Six people unwillingly find themselves locked in another series of escape rooms, slowly uncovering what they have in common to survive. Joining forces with two of the original survivors, they soon discover they’ve all played the game before.
NOTE: There are two versions of “Escape Room: Tournament of Champions”. There is the theatrical version, and there is the extended version. For this review, the extended version was viewed, so the plot details will vary if you watch the theatrical version.
Usually, when you create a sequel, you take characters/setting/premise from the original and create a self-contained tale that may or may not relate to the events to the original. If the “sequel” is dependent on events in the first film, then should be clear that it is a continuation.
“Escape Room: Tournament of Champions” (“ER:TC” hereafter) is heavily dependent on knowledge of the first film. So much so that the opening of the film is a montage of everything that happened in the first film in an effort to force feed the viewer just enough to get going with the current plotline. You almost expected some derpy 80’s sitcom music to play over it with occasional dramatic pauses on things you really should pay attention to, then announce that Part Two of the tale will now begin.
Doesn’t happen, but it is a nice fantasy.
The film begins with Henry, the designer of the elaborate escape rooms, facing some marital issues that include the state of his daughter’s mental and emotional wellbeing. Shortly after his wife gives a threat than she intends to leave, she is trapped in the sauna as the temperature begins to rapidly rise. She recognizes this is one of her husband’s puzzle rooms. She figures out how to escape but succumbs to the blistering heat before she can get out.
We jump ahead to the current time where our survivors from the first film, Zoey and Ben, are determined to track down the people behind the lethal escape rooms. After a couple of complications, they reach the coordinates.

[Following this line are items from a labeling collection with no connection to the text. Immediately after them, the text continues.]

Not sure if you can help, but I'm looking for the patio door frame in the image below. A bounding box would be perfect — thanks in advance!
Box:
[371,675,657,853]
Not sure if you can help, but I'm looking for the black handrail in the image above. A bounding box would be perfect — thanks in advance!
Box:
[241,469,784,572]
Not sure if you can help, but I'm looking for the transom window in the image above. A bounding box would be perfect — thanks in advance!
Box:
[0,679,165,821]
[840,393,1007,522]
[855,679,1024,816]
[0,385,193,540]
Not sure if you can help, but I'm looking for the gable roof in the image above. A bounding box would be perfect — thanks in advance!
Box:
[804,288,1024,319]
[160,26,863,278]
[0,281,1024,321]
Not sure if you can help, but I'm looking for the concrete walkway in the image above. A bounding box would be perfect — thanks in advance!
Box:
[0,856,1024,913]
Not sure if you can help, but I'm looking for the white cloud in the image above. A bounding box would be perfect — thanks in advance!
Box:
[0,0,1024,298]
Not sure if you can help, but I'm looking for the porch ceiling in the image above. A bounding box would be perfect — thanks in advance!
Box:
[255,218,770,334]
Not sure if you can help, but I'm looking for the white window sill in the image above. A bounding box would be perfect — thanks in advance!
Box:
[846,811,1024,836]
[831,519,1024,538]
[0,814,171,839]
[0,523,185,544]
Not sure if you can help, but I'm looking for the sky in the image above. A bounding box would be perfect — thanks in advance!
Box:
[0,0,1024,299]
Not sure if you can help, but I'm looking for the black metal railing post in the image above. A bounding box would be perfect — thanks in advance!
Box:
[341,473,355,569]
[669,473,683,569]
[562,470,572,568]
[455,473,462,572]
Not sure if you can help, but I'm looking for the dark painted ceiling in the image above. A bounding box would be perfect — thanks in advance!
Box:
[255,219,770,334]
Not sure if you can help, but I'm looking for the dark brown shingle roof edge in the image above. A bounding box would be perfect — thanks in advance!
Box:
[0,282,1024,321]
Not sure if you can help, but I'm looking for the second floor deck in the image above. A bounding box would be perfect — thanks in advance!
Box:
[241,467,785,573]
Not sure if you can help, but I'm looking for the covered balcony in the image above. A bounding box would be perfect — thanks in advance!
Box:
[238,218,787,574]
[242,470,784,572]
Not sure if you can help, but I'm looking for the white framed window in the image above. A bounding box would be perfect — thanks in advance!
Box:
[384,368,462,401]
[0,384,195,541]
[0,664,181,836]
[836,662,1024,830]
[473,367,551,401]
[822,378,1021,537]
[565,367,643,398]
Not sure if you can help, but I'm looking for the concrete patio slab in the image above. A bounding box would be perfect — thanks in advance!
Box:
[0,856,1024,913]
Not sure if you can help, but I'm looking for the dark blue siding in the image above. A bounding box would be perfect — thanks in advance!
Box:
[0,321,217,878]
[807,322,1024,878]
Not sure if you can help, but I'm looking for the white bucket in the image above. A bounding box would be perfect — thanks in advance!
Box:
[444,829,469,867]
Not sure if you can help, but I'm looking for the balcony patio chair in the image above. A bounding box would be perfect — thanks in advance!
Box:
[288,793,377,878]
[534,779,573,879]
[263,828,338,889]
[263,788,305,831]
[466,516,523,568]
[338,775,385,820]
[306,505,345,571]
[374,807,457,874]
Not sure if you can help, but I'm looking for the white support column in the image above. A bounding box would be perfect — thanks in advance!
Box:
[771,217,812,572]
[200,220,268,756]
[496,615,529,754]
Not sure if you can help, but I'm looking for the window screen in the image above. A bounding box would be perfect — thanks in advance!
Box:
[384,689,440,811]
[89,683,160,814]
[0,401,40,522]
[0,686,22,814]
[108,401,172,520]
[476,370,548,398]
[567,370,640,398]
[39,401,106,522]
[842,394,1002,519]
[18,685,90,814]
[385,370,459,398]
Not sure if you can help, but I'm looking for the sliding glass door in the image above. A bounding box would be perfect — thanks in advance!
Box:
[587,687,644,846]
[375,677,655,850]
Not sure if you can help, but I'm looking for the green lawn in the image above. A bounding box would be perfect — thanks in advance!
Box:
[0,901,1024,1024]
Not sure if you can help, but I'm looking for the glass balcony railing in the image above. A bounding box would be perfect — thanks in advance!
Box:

Before they can figure out how to access the area, a street thug snatches Zoey’s necklace, a memento from her mother, and flees. They chase after the thief who tricks them into getting stuck on a subway car.
Not just any subway car, they discover. It is the first room of a whole new set of puzzle rooms. The other people trapped in the car with them turn out to be survivors of previous sessions. Once again, they all must work through the puzzles in an attempt to survive.
A trend that I find annoying in the world of film review/comment is saying that a movie was “a great ride”. If you want to use the cliché of saying a film is like a rollercoaster ride, I can support your simile. In the end, a film is not a freaking ride unless you count some of the interactive film “experiences” at theme parks and such.
Unfortunately, calling “ER:TC” a “ride” may be appropriate. It moves fairly fast. It makes a lot of unneeded noise. There are LOTS of flashing lights. The downside is that you don’t get that unreasonable fear of a bolt snapping, sending you twirling through space to your death. Still, you might feel a bit nauseous when it comes to an end, so you have that to look forward to.
Films of this ilk can be thrilling and unnerving, like the original “Saw”. The puzzle/contest trope has been done many times before with films ranging from the already-mentioned “Saw” as well as the “Cube” series to include more recent hits like “The Hunger Games” and its endless clones. “ER:TC” feels like a twisted version of a late 80’s Nickelodeon game show crossed with the flashiness of the Power Rangers.
The puzzles feel more important than the characters most of the time, so there is rarely any tension of “Will they survive?”. You get more suspense from “What is the next puzzle?” At least with the first film, you had the players’ relating their tragic backstories that united them. Here, the backstories are wafer thin, leaving you with little more than avatars moving from one convoluted solution to the next.
Negatives aside, “ER:TC” gives you what it promises – puzzles and unusual death scenes. If you really enjoyed the first film and simply want more of the same, you will be utterly delighted. In fact, the extended version opted out of the original cop-out ending and provides you with a perfect set up for a third film of exactly the same thing. Again.